Son 106. Cordeles.
“Quien no muere no vive. Quien no vive no siente. Quien no siente no sabe lo que es estar más o menos cerca de la muerte. Quien no siente no teme y quien no teme no sufre. Quien no sufre no vive”.
Abrí los ojos de un salto y encendí la luz de un grito… ¿de quien sería esa voz infantil que me sacó de mi octonario descanso?. Ese día desayune fuerte… almorcei, almorcei y cambie las cosas. Fui a mi trabajo en bici y no busqué reflejo alguno en cada charco que sobrevolaron mis pupilas. No hablé solo, no endulcé la vida con mentiras, no busqué fuera lo que necesitaba tener dentro y no encendí la lámpara de alcohol porque ese dia se podía ver de sobra.

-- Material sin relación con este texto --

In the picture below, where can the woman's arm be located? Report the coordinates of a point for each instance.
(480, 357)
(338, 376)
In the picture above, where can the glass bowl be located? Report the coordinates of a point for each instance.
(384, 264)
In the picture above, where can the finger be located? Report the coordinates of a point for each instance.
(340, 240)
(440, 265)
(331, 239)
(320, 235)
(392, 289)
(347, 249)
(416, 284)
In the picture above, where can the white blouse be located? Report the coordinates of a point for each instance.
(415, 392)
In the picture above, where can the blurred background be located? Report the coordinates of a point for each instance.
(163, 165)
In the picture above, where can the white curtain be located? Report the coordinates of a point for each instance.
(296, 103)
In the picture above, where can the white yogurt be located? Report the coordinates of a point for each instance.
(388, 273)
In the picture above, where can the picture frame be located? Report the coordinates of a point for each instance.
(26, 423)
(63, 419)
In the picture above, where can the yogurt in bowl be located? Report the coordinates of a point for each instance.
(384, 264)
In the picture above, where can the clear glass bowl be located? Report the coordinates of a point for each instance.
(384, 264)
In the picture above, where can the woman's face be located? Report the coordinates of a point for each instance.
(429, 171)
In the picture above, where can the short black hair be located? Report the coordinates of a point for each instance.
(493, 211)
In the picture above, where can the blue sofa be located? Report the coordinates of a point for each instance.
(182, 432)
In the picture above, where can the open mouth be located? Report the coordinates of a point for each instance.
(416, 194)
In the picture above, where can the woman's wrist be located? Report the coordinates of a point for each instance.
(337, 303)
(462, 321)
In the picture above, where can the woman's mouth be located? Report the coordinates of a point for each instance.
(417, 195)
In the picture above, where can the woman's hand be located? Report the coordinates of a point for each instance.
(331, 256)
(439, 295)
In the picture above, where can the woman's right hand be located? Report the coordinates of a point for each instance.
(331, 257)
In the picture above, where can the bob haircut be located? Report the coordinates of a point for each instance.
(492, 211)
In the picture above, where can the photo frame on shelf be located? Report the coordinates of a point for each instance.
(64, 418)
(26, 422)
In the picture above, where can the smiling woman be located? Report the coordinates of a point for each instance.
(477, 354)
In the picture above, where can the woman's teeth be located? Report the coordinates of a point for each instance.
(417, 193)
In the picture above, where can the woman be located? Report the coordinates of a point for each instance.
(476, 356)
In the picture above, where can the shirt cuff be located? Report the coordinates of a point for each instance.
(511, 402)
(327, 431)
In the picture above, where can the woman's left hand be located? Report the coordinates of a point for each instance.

Agarré firme mi marioneta y empecé a tensar y liberar mis cordeles… tiré un poquito del cordel de la sabiduría y aprendí y escupí lo que sabía. Solté un poquillo del cordel de las vivencias y le acaricié la mejilla al miedo tan pueril y desconcertado. Manejé, manipulé, controlé… fui el dueño de cada movimiento y de la fuerza que los producía. Descubrí como tirando del amor se descuidaba el frío y anticipándose a la eternidad se precipitaba el vacío. Di un paso, di otró, me moví terco y torpe entre tropezones y esqueletos de trapo. No me gané el cielo, no me gané el infinito… No me acosté con Yoko Ono ni liberé civilización alguna. Viví callao y feliz en un planeta tan pequeño que solo había sitio para mi corazón y todo lo que cabía dentro.
Y no me volví a escapar entre canciones que yo nunca habría escrito.